Some 2.5 million Salvadorans, 2.7 million Guatemalans and one million Hondurans live in the United States and send remittances to their families every month.
But the pandemic caused an explosion in the U.S. unemployment rate, which reached 13.3% in May. That figure reaches 17.2% among the population of Latin American origin, according to official figures.
From January to April, El Salvador received $1.6 billion in family remittances, which marks a drop of 9.8% compared to the same period in 2019. The largest decrease in shipments was in April, when the total fell to $287 million — 40% less than the same month last year, according to a report from the country’s Central Reserve Bank.
Antonio Iraheta, a 64-year-old farmer from the rural community of Potrero Cubías, on the outskirts of San Isidro, went from receiving $800 to $400 from his four children living in the United States.
In 2019, El Salvador had received family remittances in excess of $5.65 billion, which had represented a growth of 4.8% over 2018 and was equivalent to 16% of the Gross Domestic Product (GDP).
Economic struggles magnified
“My people have been affected,” says the mayor of San Isidro, Ernesto Romero.

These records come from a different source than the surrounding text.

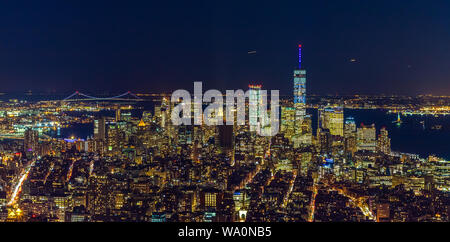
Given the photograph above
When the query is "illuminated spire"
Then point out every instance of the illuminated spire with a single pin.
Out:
(299, 56)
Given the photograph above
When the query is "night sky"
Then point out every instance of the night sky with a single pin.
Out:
(398, 47)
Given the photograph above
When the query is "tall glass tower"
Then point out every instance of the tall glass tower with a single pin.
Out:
(299, 90)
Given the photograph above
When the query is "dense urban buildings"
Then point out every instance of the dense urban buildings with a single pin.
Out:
(132, 163)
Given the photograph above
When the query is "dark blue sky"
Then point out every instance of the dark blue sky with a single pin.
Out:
(400, 47)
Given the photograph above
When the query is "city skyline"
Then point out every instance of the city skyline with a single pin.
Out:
(300, 113)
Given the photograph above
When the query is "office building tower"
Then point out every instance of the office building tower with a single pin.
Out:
(332, 118)
(299, 91)
(31, 140)
(366, 138)
(384, 142)
(100, 128)
(255, 98)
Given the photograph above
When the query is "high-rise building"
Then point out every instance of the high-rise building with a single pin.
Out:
(350, 135)
(31, 140)
(299, 91)
(100, 129)
(118, 116)
(287, 122)
(332, 118)
(366, 138)
(255, 97)
(384, 142)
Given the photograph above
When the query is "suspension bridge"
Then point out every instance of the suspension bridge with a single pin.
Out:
(78, 96)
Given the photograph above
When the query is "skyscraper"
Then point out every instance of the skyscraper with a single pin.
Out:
(31, 139)
(99, 129)
(332, 118)
(299, 91)
(254, 113)
(366, 138)
(384, 142)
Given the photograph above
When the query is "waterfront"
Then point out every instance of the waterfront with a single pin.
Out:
(410, 137)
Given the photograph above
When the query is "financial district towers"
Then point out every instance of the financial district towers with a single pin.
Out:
(299, 90)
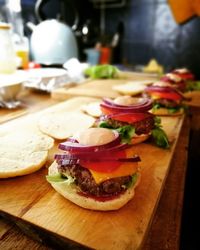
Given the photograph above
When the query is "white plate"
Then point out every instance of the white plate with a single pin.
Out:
(47, 79)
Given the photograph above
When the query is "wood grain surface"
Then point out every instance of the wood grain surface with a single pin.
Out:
(30, 198)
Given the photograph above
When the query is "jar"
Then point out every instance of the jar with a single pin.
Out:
(7, 51)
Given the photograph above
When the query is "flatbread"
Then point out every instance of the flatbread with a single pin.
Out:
(22, 152)
(133, 87)
(64, 124)
(92, 109)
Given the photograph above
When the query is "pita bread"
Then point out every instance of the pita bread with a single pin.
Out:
(23, 153)
(132, 88)
(63, 125)
(92, 109)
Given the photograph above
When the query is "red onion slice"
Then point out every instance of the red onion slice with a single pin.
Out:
(72, 161)
(143, 106)
(106, 152)
(164, 90)
(74, 147)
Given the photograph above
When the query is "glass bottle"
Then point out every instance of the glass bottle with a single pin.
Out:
(7, 51)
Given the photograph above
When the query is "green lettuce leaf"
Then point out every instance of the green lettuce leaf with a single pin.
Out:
(101, 71)
(104, 124)
(160, 137)
(126, 133)
(193, 85)
(59, 178)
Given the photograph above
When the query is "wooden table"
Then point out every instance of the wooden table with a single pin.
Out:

Romero distributes food to alleviate not only the drop in remittances but also due to the loss of crops after Tropical Storm Amanda left more than 30 dead in El Salvador.
Hundreds of Salvadorans go out daily on the country’s highways to beg for food.

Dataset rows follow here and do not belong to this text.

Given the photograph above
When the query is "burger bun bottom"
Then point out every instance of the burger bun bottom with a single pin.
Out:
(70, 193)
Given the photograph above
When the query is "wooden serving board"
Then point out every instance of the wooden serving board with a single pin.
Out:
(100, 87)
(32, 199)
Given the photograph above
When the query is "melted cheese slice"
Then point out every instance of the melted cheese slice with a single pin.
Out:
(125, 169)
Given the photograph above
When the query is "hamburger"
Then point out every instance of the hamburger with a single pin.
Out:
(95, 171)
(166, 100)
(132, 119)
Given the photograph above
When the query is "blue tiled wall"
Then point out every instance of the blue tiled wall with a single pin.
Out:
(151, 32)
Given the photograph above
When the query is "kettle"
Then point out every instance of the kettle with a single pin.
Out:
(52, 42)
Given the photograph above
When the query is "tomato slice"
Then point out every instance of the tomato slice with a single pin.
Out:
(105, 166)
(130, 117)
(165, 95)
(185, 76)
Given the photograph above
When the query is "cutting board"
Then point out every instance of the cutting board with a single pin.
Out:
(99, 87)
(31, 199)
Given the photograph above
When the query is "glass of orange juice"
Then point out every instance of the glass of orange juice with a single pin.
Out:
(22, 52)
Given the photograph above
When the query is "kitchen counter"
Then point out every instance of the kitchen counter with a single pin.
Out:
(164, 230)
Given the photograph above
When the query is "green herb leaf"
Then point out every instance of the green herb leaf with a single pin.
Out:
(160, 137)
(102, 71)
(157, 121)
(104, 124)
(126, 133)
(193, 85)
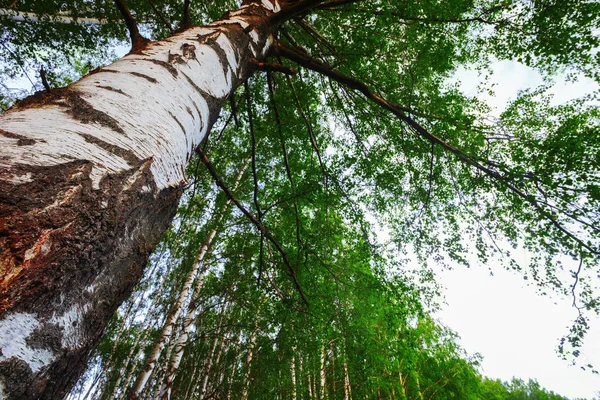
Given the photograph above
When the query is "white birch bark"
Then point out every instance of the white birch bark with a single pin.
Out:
(250, 356)
(322, 374)
(147, 111)
(293, 373)
(211, 356)
(195, 275)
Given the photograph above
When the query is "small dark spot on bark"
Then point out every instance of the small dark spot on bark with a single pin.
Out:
(112, 89)
(189, 51)
(16, 376)
(178, 122)
(83, 111)
(22, 140)
(166, 65)
(207, 39)
(191, 82)
(146, 77)
(47, 336)
(124, 154)
(176, 59)
(25, 142)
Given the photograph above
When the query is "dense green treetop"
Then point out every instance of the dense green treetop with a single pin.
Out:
(373, 131)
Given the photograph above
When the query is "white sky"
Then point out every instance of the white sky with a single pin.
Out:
(513, 328)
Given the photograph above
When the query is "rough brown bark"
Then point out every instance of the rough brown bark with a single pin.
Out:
(76, 234)
(68, 247)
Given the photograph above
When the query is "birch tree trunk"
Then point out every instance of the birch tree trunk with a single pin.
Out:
(90, 177)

The decline in money transfers, which help keep this Central American country afloat, and the closure of employment sources amid the pandemic, generates “a disturbing picture” in a stagnant economy, says Roberto Cañas, professor of the Jesuit Central American University (UCA).
The country of 6.6 million inhabitants, which has been paralyzed by a mandatory household quarantine since March 21, approaches an economic precipice.
Exports between January and May fell 23.6% compared to the same period in 2019, according to the Central Reserve Bank, and per the independent Foundation for the Development of Central America (Fudecen) at the end of the year, 240,000 jobs will have been lost.
The World Bank forecasts that El Salvador’s economy will fall 4.3% by the end of 2020,
This situation, added to the drop in remittances, represents “a great breeding ground for the creation of greater poverty,” Fudecen president Óscar Cabrera told AFP.
The current food crisis scenario “is putting the Salvadoran economy in a highly vulnerable situation” and this “may sooner or later cause a social outbreak,” he warned.
Central American problem
The same drop in remittances suffered in El Salvador is experienced in Honduras and Guatemala, where remittances from migrants are also a key component of the economy.
Honduras accumulated from January to May $1.9 billion, 7.1% less than the same period in 2019.
In Guatemala, $3.9 billion entered over the same period, a decrease of 3.1%.
On the outskirts of San Isidro, Elsy González speaks on the phone with her husband, Emérito Bonilla, who lives in the U.S. state of Maryland.
“Without work, everything becomes difficult,” Bonilla tells her. “You cannot help, you cannot send money, or anything.”